At this very moment his sole focus is on me. That penetrating dark gaze of his locked on my face. As if nothing and no one else matters. All that intensity is tough to deal with.

Of course, he wants something from me. Not like he can be a complete ass and expect me to be agreeable.

Despite my instinct to scream No! and flee the restaurant, I take this moment to study him, my gaze roving over him greedily. He's wearing a black sweater that stretches across his chest, emphasizing his broad shoulders. His dark hair gleams beneath the soft glow of the lights shining from above.

More than one woman has glanced in his direction since I sat down. Power, wealth, authority, it radiates from Zain in palpable waves. Funny how I can forget that when I'm not around him. How potent he is to my well-being.

Couple all that potency with a devastatingly handsome face and outrageously sexy body, no woman is immune.

Including myself, as much as I'm loath to admit it.

"What's so difficult for you to believe? I've already gotten your boss's approval. We're ready to move forward." He smiles, drags his thumb across my knuckles yet again. A bolt of heat rushes through me at the seemingly innocent touch. He knows what he's doing to me, how he affects me. This is an act to make me agreeable.

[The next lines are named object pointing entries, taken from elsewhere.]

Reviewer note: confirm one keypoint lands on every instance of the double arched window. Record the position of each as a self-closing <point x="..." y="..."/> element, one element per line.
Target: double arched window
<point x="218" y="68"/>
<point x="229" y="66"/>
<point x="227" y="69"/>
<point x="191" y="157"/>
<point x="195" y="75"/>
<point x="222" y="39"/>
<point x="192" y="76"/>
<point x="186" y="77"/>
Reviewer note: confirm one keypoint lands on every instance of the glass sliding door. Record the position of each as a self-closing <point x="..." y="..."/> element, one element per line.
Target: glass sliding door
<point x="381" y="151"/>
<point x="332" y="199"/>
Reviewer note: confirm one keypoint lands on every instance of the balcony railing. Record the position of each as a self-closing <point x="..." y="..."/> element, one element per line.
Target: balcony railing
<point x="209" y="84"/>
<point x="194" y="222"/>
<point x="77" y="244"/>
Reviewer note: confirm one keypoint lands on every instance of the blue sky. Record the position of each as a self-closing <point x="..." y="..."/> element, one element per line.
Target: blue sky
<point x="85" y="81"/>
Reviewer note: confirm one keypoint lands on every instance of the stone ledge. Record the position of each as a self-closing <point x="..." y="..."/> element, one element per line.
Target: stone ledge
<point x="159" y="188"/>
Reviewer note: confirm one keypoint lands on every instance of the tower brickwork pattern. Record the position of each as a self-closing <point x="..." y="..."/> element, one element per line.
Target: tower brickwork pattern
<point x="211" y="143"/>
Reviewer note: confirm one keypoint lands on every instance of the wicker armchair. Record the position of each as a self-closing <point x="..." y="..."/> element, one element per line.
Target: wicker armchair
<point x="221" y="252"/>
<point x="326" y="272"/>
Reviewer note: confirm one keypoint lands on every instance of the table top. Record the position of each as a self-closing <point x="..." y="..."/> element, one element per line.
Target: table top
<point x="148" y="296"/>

Stupid idiot that I am, I'm falling for it despite the warning bells screaming inside my head. "For how long again?"

"Two weeks tops."

How simple he makes it sound. He snaps his fingers and makes it all happen, just like that. Could I really stand to be around him for any extended length of time? I have no willpower when it comes to Zain. He's a weakness of mine. Like indulging in too much chocolate and bad movies on a Sunday afternoon.

Only a million times worse.

"And Sharon readily agreed to this without protest?" I found it hard to believe. She needs me around, she's so busy. I don't know how she can afford to let me go, even if it's only for two weeks.

"The prestige of her design company working with Hush and Abdullah is more than enough incentive for her to have you come work for me." He pauses, the confident expression on his face downright breathtaking. "You really think she'd refuse me?"

Could anyone refuse him? He's an Abdullah , after all. And so arrogant with it, I wish I could tell him no. Just once. Right now would be the perfect time"but the opportunity he's offering me is just too tempting and Sharon would kill me if she's already agreed. He knows it too. "What you're suggesting . . . it's crazy. You really think we can get this project off the ground and ready in two weeks?"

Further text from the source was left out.